Sparse Representation for Optic Disk Detection - SERC - Indian ...

40 downloads 368 Views 3MB Size Report
Sparse Representation for Optic Disk Detection. Neelam Sinha. International Institute of Information Technology. Bangalore, 560100, India.
Sparse Representation for Optic Disk Detection Neelam Sinha

R. Venkatesh Babu

International Institute of Information Technology Bangalore, 560100, India Email: [email protected]

Supercomputer Education and Research Center Indian Institute of Science Bangalore, 560012, India Email: [email protected]

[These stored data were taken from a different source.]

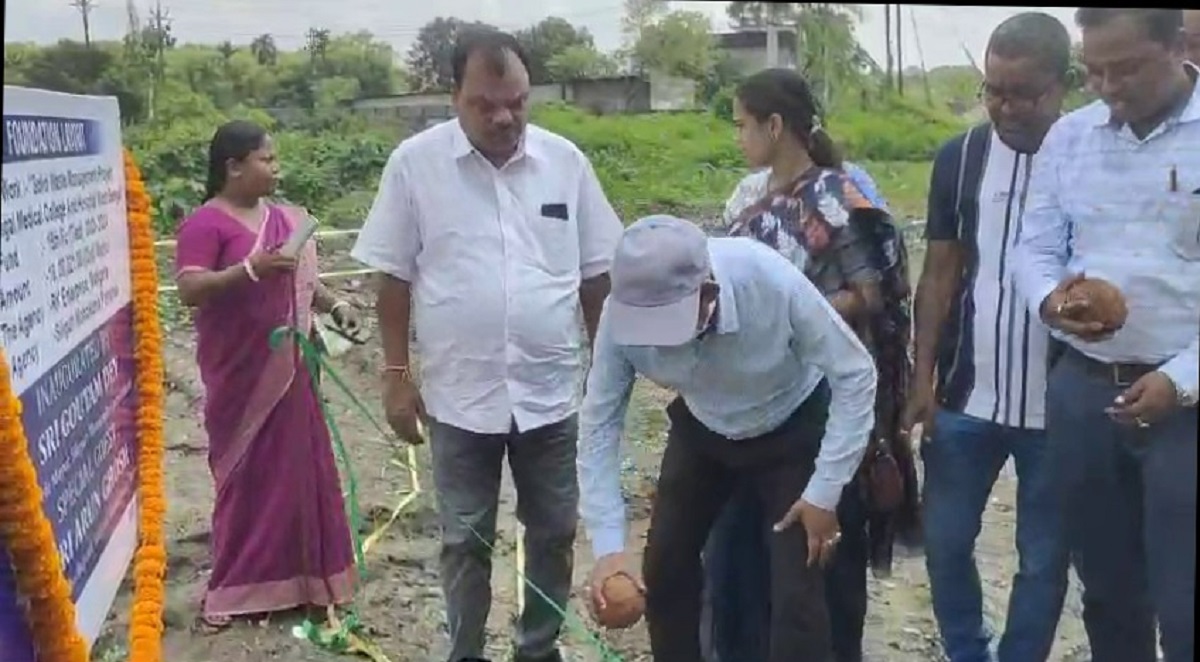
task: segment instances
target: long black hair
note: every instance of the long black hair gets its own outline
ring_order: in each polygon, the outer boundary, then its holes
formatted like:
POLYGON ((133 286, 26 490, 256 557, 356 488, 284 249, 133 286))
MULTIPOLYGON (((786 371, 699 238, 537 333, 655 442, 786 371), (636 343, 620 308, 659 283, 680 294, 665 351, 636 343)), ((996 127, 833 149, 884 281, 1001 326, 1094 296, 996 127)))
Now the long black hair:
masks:
POLYGON ((222 124, 208 145, 208 180, 204 184, 204 201, 208 202, 225 188, 229 162, 241 161, 263 146, 267 130, 246 120, 222 124))
POLYGON ((735 92, 738 102, 754 119, 771 115, 808 150, 813 163, 823 168, 840 168, 842 156, 821 122, 821 107, 812 86, 791 69, 764 69, 742 81, 735 92))

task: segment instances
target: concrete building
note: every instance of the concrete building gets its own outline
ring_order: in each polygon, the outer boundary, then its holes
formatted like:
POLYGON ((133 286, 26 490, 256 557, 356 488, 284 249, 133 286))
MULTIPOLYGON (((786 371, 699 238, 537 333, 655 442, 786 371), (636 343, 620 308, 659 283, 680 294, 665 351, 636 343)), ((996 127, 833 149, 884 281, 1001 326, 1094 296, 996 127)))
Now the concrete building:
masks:
POLYGON ((743 75, 772 67, 795 69, 798 40, 793 28, 768 26, 714 35, 717 48, 728 54, 743 75))

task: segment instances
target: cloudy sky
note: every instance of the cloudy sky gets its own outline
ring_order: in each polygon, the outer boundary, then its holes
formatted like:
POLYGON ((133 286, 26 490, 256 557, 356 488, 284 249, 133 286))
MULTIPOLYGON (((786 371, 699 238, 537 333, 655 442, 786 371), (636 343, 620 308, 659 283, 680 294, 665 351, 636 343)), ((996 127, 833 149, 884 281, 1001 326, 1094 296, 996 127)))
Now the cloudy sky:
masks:
MULTIPOLYGON (((134 0, 147 11, 152 0, 134 0)), ((285 48, 303 43, 310 27, 334 32, 370 30, 403 53, 417 30, 436 16, 481 20, 505 29, 517 29, 546 16, 561 16, 586 26, 598 45, 612 49, 620 44, 621 0, 162 0, 181 41, 216 43, 226 39, 248 43, 269 32, 285 48), (503 6, 503 9, 501 7, 503 6)), ((726 27, 724 2, 672 2, 673 8, 703 11, 714 27, 726 27)), ((81 38, 79 14, 67 0, 15 0, 5 2, 5 41, 51 42, 81 38)), ((863 5, 859 39, 882 62, 884 22, 882 5, 863 5)), ((927 66, 966 64, 963 47, 980 57, 988 34, 1022 7, 950 7, 905 5, 903 39, 907 63, 924 59, 927 66), (915 22, 915 28, 914 28, 915 22), (918 54, 918 47, 923 58, 918 54)), ((1078 39, 1073 8, 1051 7, 1078 39)), ((97 39, 120 37, 126 24, 125 0, 97 0, 92 14, 92 35, 97 39)))

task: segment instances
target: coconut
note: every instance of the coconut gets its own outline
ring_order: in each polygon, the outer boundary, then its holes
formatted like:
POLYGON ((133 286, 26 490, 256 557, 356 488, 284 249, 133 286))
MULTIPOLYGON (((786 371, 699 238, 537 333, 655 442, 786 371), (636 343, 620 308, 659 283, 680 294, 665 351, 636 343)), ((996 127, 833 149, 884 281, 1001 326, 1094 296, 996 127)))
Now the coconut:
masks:
POLYGON ((625 573, 617 573, 600 587, 604 609, 596 613, 596 622, 609 630, 623 630, 637 623, 646 611, 646 598, 636 582, 625 573))
POLYGON ((1080 321, 1099 322, 1114 331, 1125 326, 1129 308, 1116 285, 1100 278, 1085 278, 1068 288, 1066 294, 1068 301, 1087 302, 1087 307, 1080 311, 1080 321))

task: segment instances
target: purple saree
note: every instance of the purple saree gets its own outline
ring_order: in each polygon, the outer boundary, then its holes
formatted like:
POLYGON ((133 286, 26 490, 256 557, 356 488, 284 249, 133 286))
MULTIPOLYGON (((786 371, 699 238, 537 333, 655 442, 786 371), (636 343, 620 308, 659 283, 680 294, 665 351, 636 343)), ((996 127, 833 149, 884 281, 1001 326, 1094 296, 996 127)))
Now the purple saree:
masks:
MULTIPOLYGON (((177 273, 225 269, 277 247, 298 213, 271 206, 255 231, 200 207, 179 229, 177 273)), ((294 343, 268 344, 279 326, 308 333, 316 286, 310 241, 294 274, 243 282, 196 311, 216 483, 206 618, 341 604, 353 593, 350 529, 318 396, 294 343)))

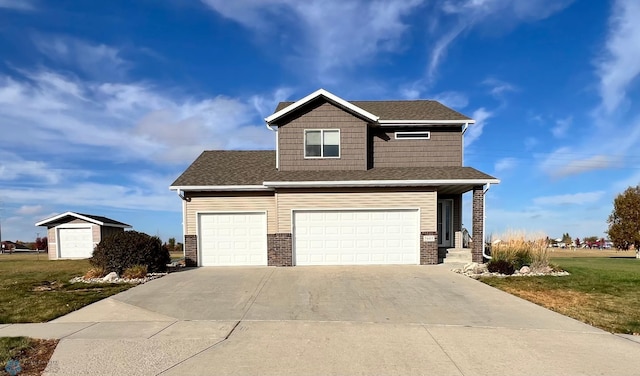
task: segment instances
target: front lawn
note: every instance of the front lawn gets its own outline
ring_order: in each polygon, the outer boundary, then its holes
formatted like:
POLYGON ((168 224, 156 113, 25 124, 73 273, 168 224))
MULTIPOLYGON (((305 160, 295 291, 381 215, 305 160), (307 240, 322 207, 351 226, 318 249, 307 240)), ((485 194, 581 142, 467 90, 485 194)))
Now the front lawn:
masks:
POLYGON ((562 256, 552 262, 569 276, 480 280, 609 332, 640 333, 640 260, 562 256))
POLYGON ((7 374, 40 375, 57 343, 54 339, 0 337, 0 367, 7 374))
POLYGON ((49 321, 132 287, 69 283, 89 268, 88 260, 0 254, 0 323, 49 321))

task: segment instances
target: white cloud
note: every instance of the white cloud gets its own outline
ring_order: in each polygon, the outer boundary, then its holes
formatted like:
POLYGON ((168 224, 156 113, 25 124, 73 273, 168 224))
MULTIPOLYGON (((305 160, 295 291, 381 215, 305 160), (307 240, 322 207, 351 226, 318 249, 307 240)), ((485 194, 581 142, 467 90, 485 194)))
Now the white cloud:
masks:
POLYGON ((0 132, 24 150, 185 163, 204 149, 273 145, 251 98, 173 98, 138 82, 81 81, 44 69, 23 73, 22 80, 0 77, 0 132))
POLYGON ((534 204, 536 205, 585 205, 592 204, 598 202, 602 196, 604 196, 604 191, 595 191, 595 192, 580 192, 580 193, 572 193, 565 195, 556 195, 556 196, 544 196, 544 197, 536 197, 533 199, 534 204))
POLYGON ((329 72, 335 68, 367 65, 378 54, 402 50, 402 37, 408 27, 403 18, 421 3, 420 0, 202 2, 255 31, 270 49, 290 49, 298 67, 313 67, 324 81, 333 78, 329 72))
POLYGON ((130 64, 119 49, 69 36, 36 35, 37 49, 53 61, 80 69, 91 77, 122 78, 130 64))
POLYGON ((567 177, 608 168, 615 163, 616 159, 613 155, 587 156, 576 153, 569 147, 561 147, 546 155, 540 162, 540 168, 553 177, 567 177))
POLYGON ((436 41, 431 48, 427 76, 433 80, 447 49, 465 32, 477 27, 508 30, 557 13, 573 0, 440 0, 430 22, 436 41), (447 22, 441 21, 446 18, 447 22))
POLYGON ((505 172, 505 171, 512 170, 517 165, 518 165, 518 160, 516 158, 507 157, 507 158, 502 158, 499 161, 497 161, 495 163, 493 169, 494 169, 494 171, 496 173, 505 172))
POLYGON ((0 0, 0 8, 13 10, 36 10, 35 4, 30 0, 0 0))
POLYGON ((25 160, 17 154, 0 150, 0 181, 28 179, 42 184, 55 184, 63 172, 42 161, 25 160))
POLYGON ((555 138, 563 138, 567 135, 567 131, 573 123, 573 117, 569 116, 564 119, 556 120, 556 126, 551 128, 551 133, 555 138))
POLYGON ((433 99, 444 104, 445 106, 460 110, 467 107, 469 104, 469 98, 457 91, 445 91, 433 96, 433 99))
POLYGON ((20 215, 34 215, 42 213, 44 206, 42 205, 22 205, 16 210, 16 214, 20 215))
POLYGON ((609 18, 606 51, 598 61, 600 96, 606 113, 625 101, 630 85, 640 74, 640 2, 617 0, 609 18))
POLYGON ((495 98, 502 98, 505 93, 518 90, 514 85, 493 77, 482 81, 482 84, 490 88, 489 93, 495 98))
POLYGON ((487 119, 493 116, 493 113, 487 111, 484 107, 481 107, 473 111, 472 119, 475 119, 475 124, 469 125, 467 132, 464 135, 464 146, 467 147, 476 141, 481 135, 484 129, 487 119))
POLYGON ((524 147, 527 150, 531 150, 536 145, 538 145, 538 139, 535 137, 527 137, 524 139, 524 147))

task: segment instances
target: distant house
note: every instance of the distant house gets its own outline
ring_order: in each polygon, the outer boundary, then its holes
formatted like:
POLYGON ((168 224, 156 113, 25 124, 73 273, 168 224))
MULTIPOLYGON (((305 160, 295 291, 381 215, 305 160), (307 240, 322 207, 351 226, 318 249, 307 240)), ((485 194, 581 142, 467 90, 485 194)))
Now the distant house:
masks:
POLYGON ((31 251, 29 247, 21 243, 14 243, 9 240, 5 240, 2 242, 2 252, 27 252, 31 251))
POLYGON ((49 260, 89 258, 100 240, 131 228, 107 217, 74 212, 44 219, 36 226, 47 227, 49 260))

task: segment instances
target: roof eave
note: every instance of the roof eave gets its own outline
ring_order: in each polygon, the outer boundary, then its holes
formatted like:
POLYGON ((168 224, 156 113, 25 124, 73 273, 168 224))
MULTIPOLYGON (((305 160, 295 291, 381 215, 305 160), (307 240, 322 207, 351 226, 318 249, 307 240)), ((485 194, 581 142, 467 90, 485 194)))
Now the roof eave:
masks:
POLYGON ((265 181, 272 188, 311 187, 437 187, 443 185, 499 184, 499 179, 435 179, 435 180, 342 180, 342 181, 265 181))
POLYGON ((335 104, 340 105, 341 107, 344 107, 346 109, 348 109, 349 111, 352 111, 366 119, 368 119, 371 122, 377 122, 380 117, 376 116, 368 111, 363 110, 362 108, 349 103, 348 101, 338 97, 337 95, 331 94, 330 92, 324 90, 324 89, 318 89, 316 91, 314 91, 313 93, 307 95, 306 97, 288 105, 287 107, 283 108, 282 110, 266 117, 264 120, 267 122, 267 124, 271 125, 272 122, 280 119, 281 117, 287 115, 288 113, 295 111, 296 109, 304 106, 305 104, 311 102, 312 100, 319 98, 319 97, 325 97, 327 98, 329 101, 334 102, 335 104))
POLYGON ((452 125, 465 125, 475 124, 475 120, 378 120, 378 124, 381 127, 384 126, 398 126, 398 125, 430 125, 430 124, 452 124, 452 125))
POLYGON ((101 222, 101 221, 95 220, 93 218, 85 217, 82 214, 78 214, 78 213, 74 213, 74 212, 70 212, 70 211, 68 211, 66 213, 58 214, 58 215, 53 216, 51 218, 47 218, 47 219, 44 219, 44 220, 42 220, 40 222, 37 222, 36 226, 46 226, 49 223, 55 222, 58 219, 64 218, 64 217, 67 217, 67 216, 75 217, 75 218, 78 218, 78 219, 82 219, 84 221, 91 222, 91 223, 94 223, 96 225, 104 226, 104 223, 101 222))
POLYGON ((273 188, 264 185, 172 185, 169 189, 183 192, 273 191, 273 188))

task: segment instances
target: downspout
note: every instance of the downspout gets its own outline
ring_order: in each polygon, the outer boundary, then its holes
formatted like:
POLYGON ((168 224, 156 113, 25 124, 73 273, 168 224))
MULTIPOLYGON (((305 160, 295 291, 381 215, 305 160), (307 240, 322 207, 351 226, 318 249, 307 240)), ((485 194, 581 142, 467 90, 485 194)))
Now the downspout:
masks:
POLYGON ((491 183, 487 183, 487 187, 482 190, 482 257, 485 257, 491 260, 491 256, 489 256, 486 252, 487 234, 485 230, 487 228, 487 215, 486 215, 487 208, 485 206, 485 199, 484 199, 489 188, 491 188, 491 183))
MULTIPOLYGON (((266 120, 266 119, 265 119, 266 120)), ((276 170, 280 169, 280 152, 278 151, 278 129, 273 129, 272 126, 269 125, 269 123, 267 123, 267 128, 276 133, 276 170)))
POLYGON ((184 193, 180 189, 176 190, 176 193, 178 193, 178 197, 180 197, 183 201, 186 201, 186 202, 191 201, 191 198, 185 197, 184 193))
POLYGON ((464 166, 464 132, 467 131, 467 128, 469 128, 469 123, 464 123, 464 125, 462 126, 462 166, 464 166))

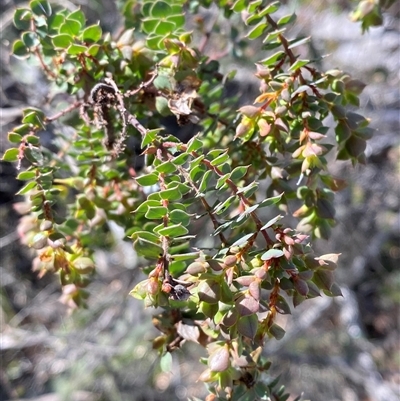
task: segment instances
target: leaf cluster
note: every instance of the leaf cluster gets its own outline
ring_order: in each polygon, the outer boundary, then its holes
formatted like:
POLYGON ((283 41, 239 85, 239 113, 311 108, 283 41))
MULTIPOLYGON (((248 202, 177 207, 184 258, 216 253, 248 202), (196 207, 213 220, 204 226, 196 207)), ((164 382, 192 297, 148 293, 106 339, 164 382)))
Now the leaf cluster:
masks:
POLYGON ((300 59, 296 51, 310 38, 287 37, 296 15, 275 18, 279 1, 219 1, 226 18, 244 16, 245 39, 262 40, 268 52, 256 65, 260 94, 236 110, 224 97, 230 76, 185 31, 188 15, 211 3, 128 1, 118 37, 87 26, 79 9, 54 11, 46 0, 17 9, 23 32, 13 54, 36 56, 70 105, 52 116, 25 109, 3 160, 28 166, 18 175, 26 181, 20 232, 37 250, 35 269, 59 275, 64 302, 84 304, 93 251, 110 241, 115 222, 149 260, 131 295, 162 308, 154 348, 168 355, 184 341, 204 346, 200 380, 209 400, 286 400, 277 381, 264 380, 262 345, 283 337, 278 315, 322 293, 341 294, 338 255, 316 256, 308 234, 329 237, 334 193, 345 185, 330 174, 328 155, 365 161, 372 130, 348 109, 364 85, 300 59), (184 143, 165 132, 166 116, 191 124, 195 135, 184 143), (49 127, 56 153, 40 144, 49 127), (144 156, 141 171, 132 140, 144 156), (285 222, 291 205, 297 230, 285 222))

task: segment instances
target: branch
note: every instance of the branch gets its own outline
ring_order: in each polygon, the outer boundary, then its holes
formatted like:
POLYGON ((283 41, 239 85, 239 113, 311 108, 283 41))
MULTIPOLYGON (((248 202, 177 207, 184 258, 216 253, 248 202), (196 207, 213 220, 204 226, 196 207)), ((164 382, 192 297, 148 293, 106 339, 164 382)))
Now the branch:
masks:
POLYGON ((81 107, 83 104, 83 102, 81 100, 77 100, 76 102, 72 103, 69 107, 67 107, 66 109, 60 111, 57 114, 54 114, 51 117, 46 117, 45 118, 45 122, 52 122, 54 120, 58 120, 59 118, 65 116, 65 114, 68 114, 70 111, 78 109, 79 107, 81 107))

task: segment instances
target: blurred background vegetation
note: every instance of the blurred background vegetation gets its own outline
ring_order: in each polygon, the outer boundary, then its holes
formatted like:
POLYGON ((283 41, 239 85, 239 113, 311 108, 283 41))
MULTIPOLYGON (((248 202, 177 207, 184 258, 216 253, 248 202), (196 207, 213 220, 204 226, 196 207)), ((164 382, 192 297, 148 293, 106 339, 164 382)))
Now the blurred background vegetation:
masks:
MULTIPOLYGON (((117 34, 123 3, 107 0, 62 1, 80 6, 91 22, 117 34)), ((287 334, 271 340, 265 353, 273 373, 295 396, 313 401, 396 401, 400 397, 400 4, 384 14, 383 25, 361 35, 351 22, 354 1, 286 1, 282 14, 296 9, 294 33, 312 35, 306 49, 324 69, 340 68, 368 86, 362 114, 377 129, 367 148, 368 164, 353 169, 337 162, 335 174, 349 180, 337 197, 337 227, 321 252, 341 252, 337 271, 344 297, 302 304, 281 325, 287 334)), ((21 109, 43 106, 49 88, 32 60, 9 56, 18 36, 13 11, 23 2, 0 0, 0 152, 21 109)), ((205 52, 220 59, 224 72, 237 69, 233 91, 254 98, 257 46, 227 46, 232 27, 210 8, 193 18, 193 28, 213 28, 205 52)), ((196 36, 195 36, 196 38, 196 36)), ((201 40, 201 35, 197 37, 201 40)), ((59 99, 62 103, 63 99, 59 99)), ((48 132, 48 147, 52 133, 48 132)), ((200 350, 184 346, 173 354, 173 371, 160 368, 151 349, 157 335, 151 316, 128 293, 142 279, 131 244, 118 227, 96 252, 99 266, 89 287, 88 309, 72 314, 59 302, 56 277, 38 279, 30 250, 18 242, 20 183, 15 168, 0 164, 0 400, 156 401, 203 397, 197 383, 200 350)))

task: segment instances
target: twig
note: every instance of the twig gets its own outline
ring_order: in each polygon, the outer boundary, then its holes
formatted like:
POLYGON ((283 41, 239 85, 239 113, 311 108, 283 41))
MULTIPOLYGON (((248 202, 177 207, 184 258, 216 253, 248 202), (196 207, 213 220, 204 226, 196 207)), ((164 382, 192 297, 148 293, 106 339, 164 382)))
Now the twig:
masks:
POLYGON ((127 121, 128 124, 136 128, 142 136, 147 134, 147 128, 145 128, 133 114, 128 113, 127 121))
POLYGON ((142 89, 145 89, 145 88, 147 88, 148 86, 150 86, 150 85, 154 82, 154 80, 157 78, 157 76, 158 76, 158 70, 157 70, 157 68, 158 68, 158 66, 156 65, 155 70, 153 71, 153 74, 152 74, 151 78, 150 78, 148 81, 142 82, 142 83, 139 85, 139 88, 137 88, 137 89, 133 89, 133 90, 127 91, 127 92, 124 94, 124 96, 125 96, 125 97, 131 97, 131 96, 133 96, 133 95, 136 95, 136 93, 140 92, 142 89))
POLYGON ((76 102, 72 103, 70 106, 68 106, 66 109, 60 111, 59 113, 54 114, 51 117, 46 117, 45 122, 52 122, 54 120, 58 120, 65 114, 68 114, 70 111, 78 109, 79 107, 82 106, 82 104, 83 104, 83 102, 81 100, 77 100, 76 102))

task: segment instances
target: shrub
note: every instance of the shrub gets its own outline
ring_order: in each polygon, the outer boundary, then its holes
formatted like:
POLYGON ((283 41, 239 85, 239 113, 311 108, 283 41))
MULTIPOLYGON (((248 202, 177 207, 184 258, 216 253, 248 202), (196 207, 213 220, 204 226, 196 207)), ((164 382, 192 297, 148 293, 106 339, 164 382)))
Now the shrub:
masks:
MULTIPOLYGON (((353 13, 364 30, 380 23, 379 6, 365 3, 353 13)), ((118 36, 46 0, 14 15, 23 32, 13 54, 36 57, 52 93, 69 102, 50 115, 25 109, 8 135, 15 147, 3 155, 24 167, 18 195, 29 213, 19 230, 37 251, 34 269, 57 273, 64 302, 84 305, 93 251, 110 241, 109 222, 123 227, 149 261, 131 294, 161 310, 153 342, 161 364, 168 369, 184 341, 201 344, 207 400, 289 397, 278 380, 265 380, 262 346, 284 336, 276 317, 291 305, 341 294, 339 255, 316 256, 310 239, 329 238, 334 194, 345 186, 329 172, 331 155, 364 163, 372 135, 347 107, 358 106, 364 85, 300 58, 310 38, 287 36, 296 15, 277 18, 280 5, 129 0, 118 36), (252 40, 261 49, 260 93, 238 110, 225 90, 234 74, 204 52, 215 26, 207 31, 194 18, 211 4, 231 21, 235 57, 252 40), (177 125, 163 128, 171 116, 177 125), (56 152, 41 145, 44 130, 54 133, 56 152)))

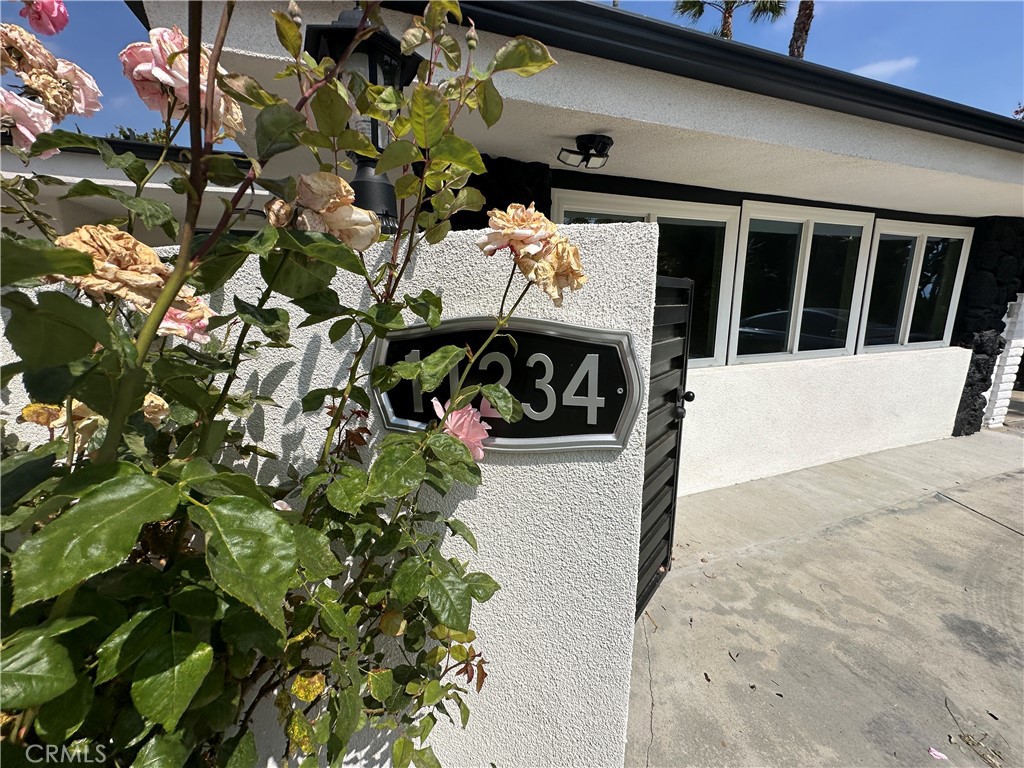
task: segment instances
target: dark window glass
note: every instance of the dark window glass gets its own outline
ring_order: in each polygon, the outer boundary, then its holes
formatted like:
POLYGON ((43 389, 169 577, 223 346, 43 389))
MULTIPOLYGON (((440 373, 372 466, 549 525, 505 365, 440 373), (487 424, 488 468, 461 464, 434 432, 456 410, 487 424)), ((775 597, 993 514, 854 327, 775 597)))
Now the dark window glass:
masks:
POLYGON ((960 265, 963 240, 929 237, 921 261, 921 277, 914 297, 908 341, 939 341, 946 331, 946 318, 953 299, 953 283, 960 265))
POLYGON ((899 344, 916 245, 917 239, 908 235, 879 237, 875 274, 871 278, 868 325, 864 329, 865 346, 899 344))
POLYGON ((850 327, 862 228, 815 224, 797 349, 841 349, 850 327))
POLYGON ((750 222, 740 300, 736 351, 741 355, 785 352, 793 310, 793 282, 803 225, 750 222))
POLYGON ((619 216, 614 213, 588 213, 587 211, 565 211, 563 224, 622 224, 630 221, 647 221, 644 216, 619 216))
POLYGON ((658 274, 693 280, 690 357, 714 357, 725 223, 658 219, 658 274))

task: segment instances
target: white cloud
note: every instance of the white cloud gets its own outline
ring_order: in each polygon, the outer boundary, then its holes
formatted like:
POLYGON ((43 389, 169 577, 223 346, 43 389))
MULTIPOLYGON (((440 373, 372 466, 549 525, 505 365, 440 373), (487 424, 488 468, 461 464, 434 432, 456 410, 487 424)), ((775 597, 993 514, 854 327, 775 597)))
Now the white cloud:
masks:
POLYGON ((870 77, 875 80, 889 81, 896 77, 896 75, 910 72, 916 66, 916 56, 904 56, 902 59, 886 59, 885 61, 865 64, 863 67, 857 67, 853 70, 853 74, 870 77))

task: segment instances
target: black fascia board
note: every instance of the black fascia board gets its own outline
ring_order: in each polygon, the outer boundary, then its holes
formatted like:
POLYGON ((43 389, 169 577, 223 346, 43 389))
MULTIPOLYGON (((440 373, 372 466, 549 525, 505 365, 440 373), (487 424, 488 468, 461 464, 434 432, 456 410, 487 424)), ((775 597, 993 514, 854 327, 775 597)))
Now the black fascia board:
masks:
MULTIPOLYGON (((385 0, 419 14, 422 0, 385 0)), ((461 3, 479 29, 868 120, 1024 153, 1024 122, 583 0, 461 3)))

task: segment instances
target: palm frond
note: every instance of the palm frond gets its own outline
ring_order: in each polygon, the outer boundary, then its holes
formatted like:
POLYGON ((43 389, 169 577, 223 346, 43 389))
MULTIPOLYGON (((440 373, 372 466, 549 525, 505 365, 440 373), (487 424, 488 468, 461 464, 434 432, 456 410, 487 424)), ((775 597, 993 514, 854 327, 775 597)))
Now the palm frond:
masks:
POLYGON ((786 15, 786 0, 754 0, 751 21, 778 21, 786 15))
POLYGON ((704 15, 706 5, 707 3, 702 2, 702 0, 676 0, 673 12, 676 16, 682 16, 691 22, 700 21, 701 16, 704 15))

Abstract—Automatic detection of optic disc (OD) is a crucial step in automated eye image processing. In this paper we present a novel method that utilizes the fact that ODs exhibit similar characteristics like circular shape and serves as the region where blood vessels and nerves converge. A dictionary with training patterns, built out of sub-images, with OD at the center, is utilized. For a given test image, the method examines all subimages of the pre-determined size, and expresses them as linear combinations of basis images in the dictionary, minimizing l1 norm of the solution. The underlying assumption is that all sub-images with OD at the center, lie on a single sub-space. The proposed method was evaluated on the publicly-available database DIARETDB1 and DRIVE, with disjoint dictionary and testing images. Of the 89 images, the OD-center was detected within 2% of normalized error in 88 images. On DRIVE images we obtain accuracy of 85%. Index Terms—Fundal image processing, optic disk detection, sparse representation, l1 -norm minimization

I. I NTRODUCTION The optic disc (OD) is among the most important landmarks in the eye. Automatic OD detection is a critical step in eye image processing, and enables subsequent processing for diagnostics. The salient features of ODs do not vary drastically across the population. The OD is characterized by its nearly circular shape and the fact that it serves as the convergence region of a network of blood vessels and nerves. OD detection is generally followed by extraction of exudates and lesions, and serves as the important initial step for screening processing of several conditions of pathology, such as diabetic retinopathy (DR). II. OD DETECTION METHODS The OD detection methods in literature typically utilize intensity levels, shape characteristics and the presence of fine vasculature, within the OD. In [1], the authors detect OD using basic image processing techniques that include thresholding, detection of object roundness and circle detection using Hough transform. Similar approach is reported in [2], where the OD is localized using morphological operations followed by the Hough transform. Some works have reported methods where the size and brightness of OD have been exploited. In [3], the OD center is approximated as that of the largest brightest connected component. A simple thresholding is used to obtain a binary image to obtain the bright regions. Another work that exploited the brightness of the OD pixels was reported in [4]. Here, the authors identified the candidate regions by clustering the brightest pixels in the intensity images.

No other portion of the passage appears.